Equifax, one of the big three U.S. credit bureaus, announced on Thursday, September 7, 2017, that a data breach at the company may have exposed 143 million American consumers’ sensitive personal information. Although Equifax states they found no evidence of unauthorized activity on its core consumer credit reporting database, other information was lost.
How does the Equifax data breach effect you?
According to Equifax, the breach lasted from mid-May 2017 through July 2017. The hackers accessed people’s names, Social Security numbers, birth dates, addresses and, in some instances, driver’s license numbers. This is the information fraudsters would need to commit identity theft.
In addition, credit card numbers for approximately 209,000 U.S. consumers, and certain dispute documents with personal identifying information for approximately 182,000 U.S. consumers, were accessed. As part of its investigation of this application vulnerability, Equifax also identified unauthorized access to limited personal information for certain UK and Canadian residents. Equifax will work with the UK and Canadian regulators to determine appropriate next steps. The company has found no evidence that personal information for consumers in any other country has been impacted.
The problem with so much personal information in the hands of the bad guys, is it highly likely spear phishing attacks can be expected, as well as a variety of other related crimes like full-on identity theft on a much larger scale. These records are first going to be sold on the dark web to organized crime networks for premium prices and for immediate exploitation. We have not experienced actual Equifax phishing attacks at this point, yet you can expect them in the coming days and weeks because the bad guys are going to take their most efficient way to leverage this data.
With 143 million credit records stolen you have to assume that the bad guys have highly personal information they can utilize to trick you and anyone with a credit report is at risk.
What to Watch Out For:
- Phishing emails that claim there is a problem with a credit card, your credit record, or other personal financial information
- Calls from scammers that claim they are from your bank or credit union
- Fraudulent charges on any credit card because your identity was stolen
What you can do to prevent identity theft?
- To find out if your information was exposed, go to www.equifaxsecurity2017.com, click on the “Potential Impact” tab, and enter your last name and the last six digits of your Social Security number. Your Social Security number is sensitive information, so make sure you’re on a secure computer and an encrypted network connection any time you enter it. The site will tell you if you’ve been affected by this breach. Although this is being recommended by Equifax, I would use great caution in doing so.
- Equifax has provided a link where consumers can determine if their personal information is part of the breach, and sign up for free credit monitoring. However, Oregon Attorney General Ellen Rosenblum is among political leaders pointing out that consumers who accept the credit monitoring sign away their rights to be part of a class action suit if they incur any damages.
- Check your credit reports from Equifax, Experian, and TransUnion by visiting annualcreditreport.com. Accounts or activity that you don’t recognize could indicate identity theft. Visit IdentityTheft.gov to find out what to do.

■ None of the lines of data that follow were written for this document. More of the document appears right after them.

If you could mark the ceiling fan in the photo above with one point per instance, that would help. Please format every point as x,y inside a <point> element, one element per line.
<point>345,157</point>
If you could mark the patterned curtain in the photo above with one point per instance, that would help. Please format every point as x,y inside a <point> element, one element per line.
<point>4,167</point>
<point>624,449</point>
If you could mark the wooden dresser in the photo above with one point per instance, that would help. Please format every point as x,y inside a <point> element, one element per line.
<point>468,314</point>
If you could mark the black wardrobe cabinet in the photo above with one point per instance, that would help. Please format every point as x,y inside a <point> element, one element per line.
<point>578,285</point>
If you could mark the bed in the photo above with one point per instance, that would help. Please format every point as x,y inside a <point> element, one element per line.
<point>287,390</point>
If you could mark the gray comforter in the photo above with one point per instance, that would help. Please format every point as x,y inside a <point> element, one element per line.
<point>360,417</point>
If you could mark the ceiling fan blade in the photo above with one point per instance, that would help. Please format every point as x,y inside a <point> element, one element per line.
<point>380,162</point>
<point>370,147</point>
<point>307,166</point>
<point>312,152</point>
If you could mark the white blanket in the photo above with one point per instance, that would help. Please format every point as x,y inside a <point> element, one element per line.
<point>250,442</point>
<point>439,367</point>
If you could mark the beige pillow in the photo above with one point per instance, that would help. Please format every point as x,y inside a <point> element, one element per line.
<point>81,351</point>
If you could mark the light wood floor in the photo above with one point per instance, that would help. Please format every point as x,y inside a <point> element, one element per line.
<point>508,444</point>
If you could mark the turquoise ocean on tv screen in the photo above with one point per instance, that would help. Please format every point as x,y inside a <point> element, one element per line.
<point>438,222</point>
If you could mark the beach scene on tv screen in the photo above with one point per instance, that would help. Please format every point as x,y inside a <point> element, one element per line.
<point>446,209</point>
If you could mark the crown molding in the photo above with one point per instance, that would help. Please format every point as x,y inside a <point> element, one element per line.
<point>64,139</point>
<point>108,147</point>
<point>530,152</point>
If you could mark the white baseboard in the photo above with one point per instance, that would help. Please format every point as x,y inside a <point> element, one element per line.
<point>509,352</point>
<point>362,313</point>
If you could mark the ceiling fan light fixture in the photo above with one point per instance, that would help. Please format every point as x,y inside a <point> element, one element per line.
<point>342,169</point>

- Consider placing a credit freeze on your files. A credit freeze makes it harder for someone to open a new account in your name. Keep in mind that a credit freeze won’t prevent a thief from making charges to your existing accounts. Freeze your credit files at the three major credit bureaus Equifax, Experian and TransUnion. Remember that generally it is not possible to sign up for credit monitoring services after a freeze is in place. Advice for how to file a freeze is available here on a state-by-state basis: http://consumersunion.org/research/security-freeze/
- Monitor your existing Debit Card, Credit Card, Credit Union accounts and other bank accounts closely for charges you don’t recognize.
- Research companies providing credit monitoring services and consider signing up for the services. Prices vary as well as the scope of the service provided.
- If you suspect suspicious activity on your accounts at the EEFCU contact us immediately. Don’t second guess if the activity is valid but give us a call so we can help you determine the authenticity of your account activity.
- If you decide against a credit freeze, consider placing a fraud alert on your files. A fraud alert warns creditors that you may be an identity theft victim and that they should verify that anyone seeking credit in your name really is you.
- File your taxes early — as soon as you have the tax information you need, before a scammer can. Tax identity theft happens when someone uses your Social Security number to get a tax refund or a job. Respond right away to letters from the IRS.
- Visit Identitytheft.gov/databreach to learn more about protecting yourself after a data breach. You can also call the center’s toll free number (888-400-5530) for advice on how to resolve identify-theft issues. All of the center’s services are free.
Additional steps you should take in monitoring your account:
- Be vigilant in monitoring your EEFCU account. Report any unauthorized or suspicious transactions to us as soon as you possibly can. Check for activity multiple times per day. If you don’t already use online banking services and/or account alert services – sign up today!
- Change your passwords if you notice suspicious activity.
- Use the Account Alert tool that is part of our Online Banking program.